Academic integrity bodies (IACIS, university guidance documents) advise treating AI detector scores as one signal, not proof of misconduct. That is a sound standard. But it depends on institutional capacity to conduct actual investigations, which most schools lack.

The real protection is assessment redesign:

Assessment formats that require demonstrated process - revision trails, oral explanation, iterative work shown over time - cannot be outsourced to AI in the same way a one-shot take-home essay can. This is not a silver bullet. Oral assessments create documented performance disadvantages for students with speech or language differences, English learners, and students with anxiety. Any single alternative format relocates inequity rather than eliminating it. The solution is a portfolio of process-oriented formats, not a single swap.

Some vendors are trying to solve the right problem - most are not:

Two vendors dominate the conversation: Khanmigo (Khan Academy) and MagicSchool AI. Both are at scale. They take fundamentally different approaches.

Khanmigo is student-facing and takes a coaching approach. It asks guiding questions instead of delivering answers, with the intent of keeping the student doing the construction work. That is the right instinct - an attempt to build the good loop into the tool itself.

MagicSchool AI is primarily teacher-facing: rubric generation, lesson planning, differentiation. It reduces the administrative load on teachers, which is important. It does not address the measurement question. It does not ask whether the student can demonstrate what they know without the tool present.

Whether Khanmigo’s design intent translates to actual learning outcomes is a different question - covered in Where it broke.

A promising piece: the AI-generated personalized verification exam:

One approach worth watching uses AI to scale the verification problem. A student submits a paper. AI generates a personalized set of questions drawn from that specific paper - the argument, the evidence, the choices made. The student then takes a short test on their own work under controlled in-class conditions.

The key is personalization. Generic AI answers do not help if the questions are built from the student’s specific argument. The student has to know their own thinking. That is the actual test.

The teacher’s role shifts: instead of writing questions from scratch, they review the AI-generated set, flag anything off-base, and read the paper. The cognitive load does not disappear - but it moves from question generation to quality review, which is faster and still keeps the teacher engaged with the student’s work. At scale, that is a meaningful difference.

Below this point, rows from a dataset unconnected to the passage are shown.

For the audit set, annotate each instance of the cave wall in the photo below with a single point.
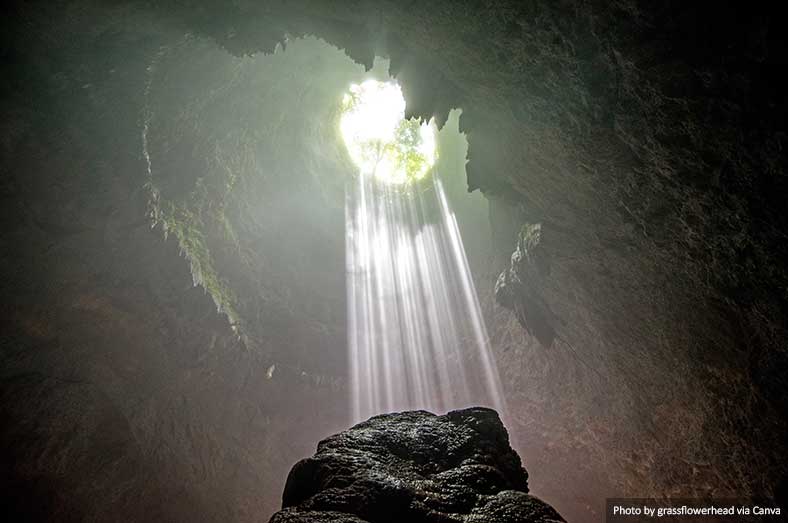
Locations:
(650, 152)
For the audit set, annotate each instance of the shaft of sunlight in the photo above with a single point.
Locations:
(416, 334)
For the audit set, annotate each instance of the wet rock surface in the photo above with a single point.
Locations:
(418, 467)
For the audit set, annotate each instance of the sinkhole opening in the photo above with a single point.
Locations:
(380, 141)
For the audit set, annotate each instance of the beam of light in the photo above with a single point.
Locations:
(416, 334)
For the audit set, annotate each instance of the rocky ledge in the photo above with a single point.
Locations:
(416, 467)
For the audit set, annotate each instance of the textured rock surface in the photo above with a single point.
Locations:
(416, 467)
(646, 138)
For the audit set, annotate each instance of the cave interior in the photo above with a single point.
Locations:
(173, 264)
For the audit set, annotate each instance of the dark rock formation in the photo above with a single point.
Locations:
(415, 467)
(517, 286)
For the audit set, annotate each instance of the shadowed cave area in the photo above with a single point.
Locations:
(177, 323)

This is promising not because AI writes the questions. It is promising because it separates production from verification. The student may have had help producing the work; the follow-up check tests whether they actually understand what they turned in.

This is a plausible way to protect the learning itself; no K-12 RCT exists yet. The technology components exist. The workflow is not yet standardized.

Remote proctoring: a partial model, not a K-12 solution:

Remote proctoring services (Pearson, Proctorio, ProctorU) handle controlled-environment testing at scale for certification exams and higher education. That model is worth understanding - but it does not transfer cleanly to mandatory K-12 use. Equity constraints are a challenge: home environments vary widely in privacy, quiet, and reliable internet. The Pearson model works because a physical testing center remains the primary offering; remote access is a convenience layer, not the foundation. Building mandatory remote proctoring into public K-12 would risk becoming another inequity amplifier, creating a two-tier system where well-resourced students test from quiet home offices and under-resourced students are disadvantaged before the test begins. Worth learning from the model; not worth copying it wholesale.


Where it broke

The ban cycle was compliance theater, not a structural response.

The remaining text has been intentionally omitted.